🤖 AI Summary
Estimating heterogeneous treatment effects (HTE) under time-varying interventions in longitudinal settings faces challenges including carryover effects, temporal heterogeneity, and post-treatment bias—limiting causal identifiability and dynamic modeling fidelity. To address these, we propose TERRA, a novel framework that synergistically integrates Transformer-based encoding—capturing long-range temporal dependencies among treatments and covariates—with recursive R-learning, which mitigates post-treatment confounding via residual learning and enhances causal identifiability. Unlike conventional nested architectures, TERRA lifts parametric constraints to flexibly model dynamic heterogeneity. Extensive experiments across multiple synthetic benchmarks and real-world healthcare and education datasets demonstrate that TERRA consistently outperforms state-of-the-art HTE methods in estimation accuracy, stability, and out-of-sample generalizability, establishing it as a robust tool for personalized, longitudinal causal inference.
📝 Abstract
Accurately estimating heterogeneous treatment effects (HTE) in longitudinal settings is essential for personalized decision-making across healthcare, public policy, education, and digital marketing. However, time-varying interventions introduce many unique challenges, such as carryover effects, time-varying heterogeneity, and post-treatment bias, which are not addressed by standard HTE methods. To address these challenges, we introduce TERRA (Transformer-Enabled Recursive R-learner), which facilitates longitudinal HTE estimation with flexible temporal modeling and learning. TERRA has two components. First, we use a Transformer architecture to encode full treatment-feature histories, enabling the representation of long-range temporal dependencies and carryover effects, hence capturing individual- and time-specific treatment effect variation more comprehensively.

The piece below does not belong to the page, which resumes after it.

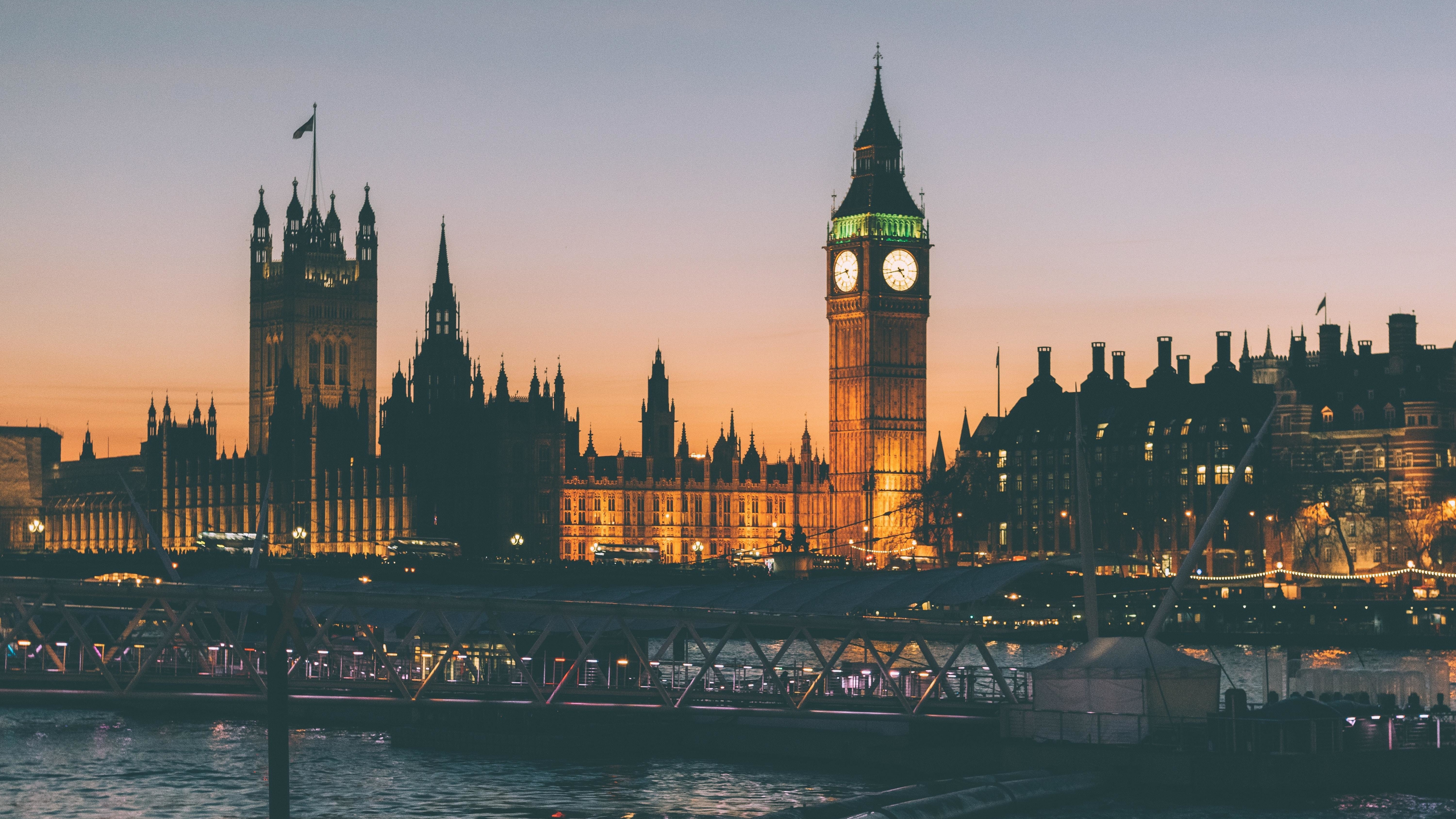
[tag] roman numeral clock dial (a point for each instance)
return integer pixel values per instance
(901, 270)
(846, 271)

Second, we develop a recursive residual-learning formulation that generalizes the classical structural nested mean models (SNMMs) beyond parametric specifications, addressing post-treatment bias while reducing reliance on functional assumptions. In simulations and data applications, TERRA consistently outperforms strong baselines in HTE estimation in both accuracy and stability, highlighting the value of combining principled causal structure with high-capacity sequence models for longitudinal HTE.